Varyings are slightly more involved. Like uniforms they are stored in lists of 32-bit words, but unlike uniforms they are specified per-vertex and get barycentrically interpolated across the triangle. This interpolation requires a bit of manual work in the shader.
Varyings are interpolated with an equation of the form (A*(x-x0)+B*(y-y0))*W+C, but the GPU is generous enough to calculate V=(A*(x-x0)+B*(y-y0)) in the hardware for us. Specifically the PSE sets up the varying coefficients and sends them to coefficients memory for each QPU slice’s VRI interpolator, but that’s just some fun trivia and not something you necessarily need to worry about right now. The frag shader is responsible for reading the partially interpolated value V from the VARYING_READ register (r35b), multiplying by W, and then adding C to get the final value. W is initialized for a particular pixel shader instance a few cycles before the shader instance launches, and arrives ready to read in r15a. Reading from VARYING_READ also automatically triggers a write of C to accumulator 5, which is available to read by the next instruction. Therefore the flow for a single varying will be
ACC0 = VARYING_READ * r15a // ACC0 = V * W, trigger write of C to ACC5 ACC0 = ACC0 + ACC5 // V * W + C
Remember we can execute a mul and add ALU instruction together, so in the case of multiple varyings we can do the previous varying’s add and the next varying’s multiply together. Let’s take a look at how this is done
// ACC0 = R * W + C, ACC1 = G * W (r15a) // add pipe: fadd, dest: ACC0, src1: acc r0, src2: acc r5, cond: always // mul pipe: fmul, dest: ACC1, src1: r15a, src2: VARYING_READ, cond: always // signal: no signal m_mul_b 7 (mul input 2 uses value from register file B) m_mul_a 6 (mul input 1 uses value from register file A) m_add_b 5 (add input 2 uses accumulator ACC5) m_add_a 0 (add input 1 uses accumulator ACC0) m_raddr_b 35 (r35b is VARYING_READ) m_raddr_a 15 (r15a is pre-setup with the W for varying interp) m_op_add 1 (add ALU does fadd) m_op_mul 1 (mul ALU does fmul) m_waddr_mul 33 (mul ALU writes to r33b, is ACC1) m_waddr_add 32 (add ALU writes to r32a, is ACC0) m_ws 0 (ws off, add ALU writes regfile A, mul ALU writes regfile B) m_sf 0 (don’t set result flags) m_cond_mul 1 (cond always) m_cond_add 1 (cond always) m_pack 0 (no packing) m_pm 1 (we aren’t packing or unpacking, so who cares what this bit is?) m_unpack 0 (no unpacking) m_signal 1 (no signal)
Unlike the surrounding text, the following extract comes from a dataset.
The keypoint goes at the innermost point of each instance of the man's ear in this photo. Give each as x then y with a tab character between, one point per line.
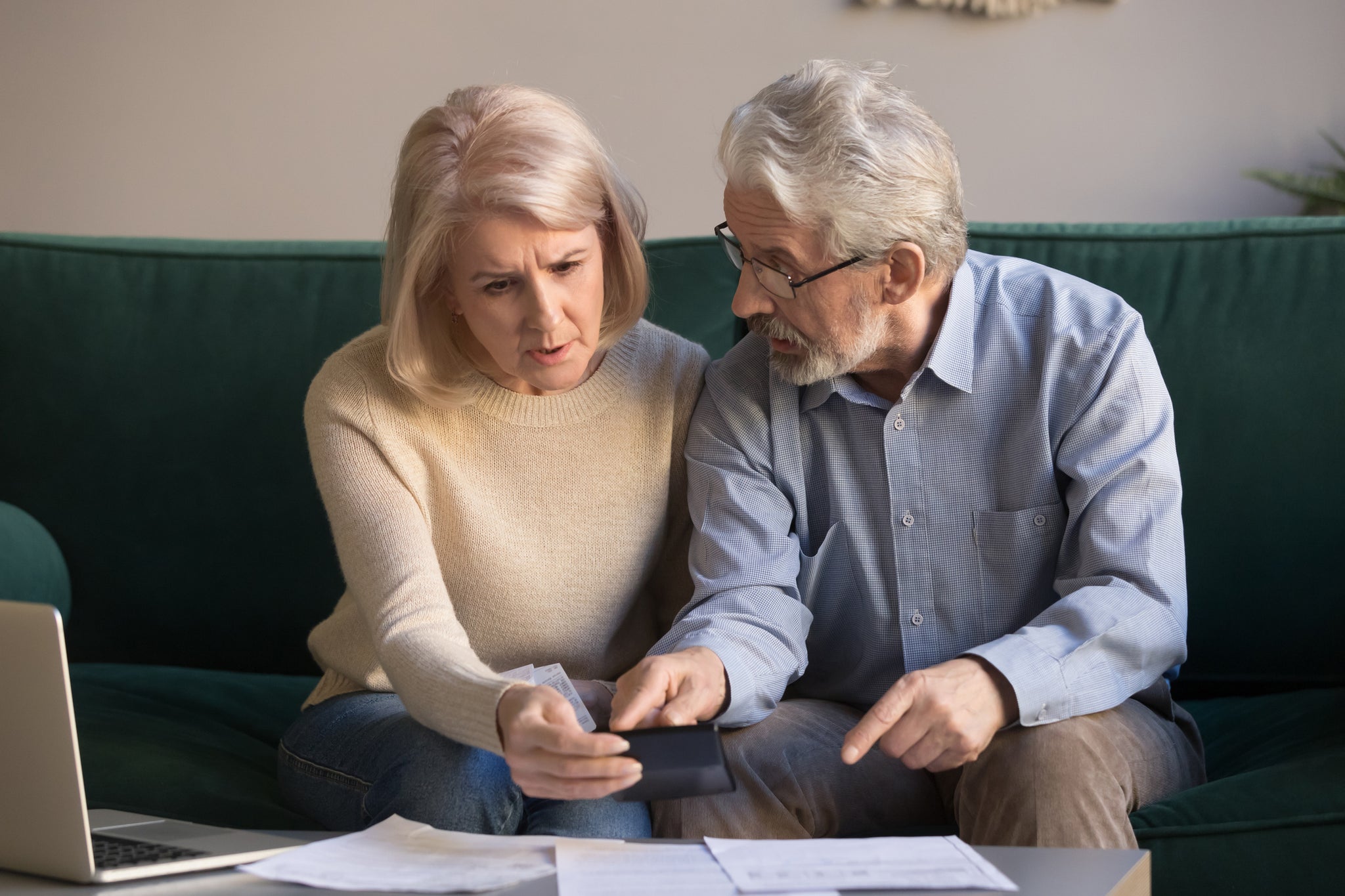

Of course this gives us an interpolated float. If you’re working with colors, you’d still need to convert and pack in the same way as the uniforms example. Also similar to uniforms, reading from VARYING_READ register internally increments so subsequent reads of the register will fetch the next varying in the FIFO.
The CPU-side setup for varyings isn’t much more complicated than uniforms. The varyings themselves are stored after each vertex’s data. In the NV Shader State Record, you must now specify the number of varyings. The stride field must also be changed to the total size of a vertex plus the per-vertex varyings.
.align 4 ; 128-Bit Align NV_SHADER_STATE_RECORD: .byte 0 ; Flag Bits: 0 = Single Threaded .byte 24 ; Shaded Vert Stride. 2 * hword + 5 * word .byte 0 ; Fragment Shader Num Uniforms (unused) .byte 3 ; Fragment Shader Num Varyings .word FRAGMENT_SHADER_CODE ; Fragment Shader Code Address .word 0 ; Fragment Shader Uniforms Address .word VERTEX_DATA ; Shaded Vertex Data Address .align 4 ; 128-Bit Align VERTEX_DATA: ; Vertex: Top .hword 320 * 16 ; X In 12.4 Fixed Point .hword 32 * 16 ; Y In 12.4 Fixed Point .single 0e1.0 ; Z .single 0e1.0 ; 1 / W .single 1.0 ; varying R .single 0.0 ; varying G .single 0.0 ; varying B ; Vertex: Right … ; Vertex: Left …
Finally, shaders, much like life, have some rules you need to follow if you don’t want to fail mysteriously. The full list can be gotten from the Videocore IV manual, but here are a few important ones that directly affect the examples in this blog post.
- The last three instructions of any program (Thread End plus the following two delay-slot instructions) must not do varyings read, uniforms read or any kind of VPM, VDR, or VDW read or write.
- The Thread End instruction must not write to either physical regfile A or B.
- The Thread End instruction and the following two delay slot instructions must not write or read address 14 in either regfile A or B. The reason for this is kind of fun. The W value for the next pixel is set up in r14b during the current pixel’s two final delay slots. Then the LSB is flipped so it is accessed as r15b for the next pixel.
- A scoreboard wait must not occur in the first two instructions of a fragment shader. This is either the explicit Wait for Scoreboard signal or an implicit wait with the first tile-buffer read or write instruction.
- An instruction must not read from a location in physical regfile A or B that was written to by the previous instruction. To do this you must use the accumulators.
- VPM cannot be accessed in Fragment shaders, because the FIFOs in the interface hardware are shared with the varyings interpolation system.
- When a shader is started back-to-back with the preceding program, the interpolation can start as early as the Program End instruction of the previous program. For this reason, a fragment shader must finish reading varyings before issuing the Program End instruction. All of the set up varyings must be read before the shader completes.
With varyings and uniforms out of the way, you now have everything you need to do texturing.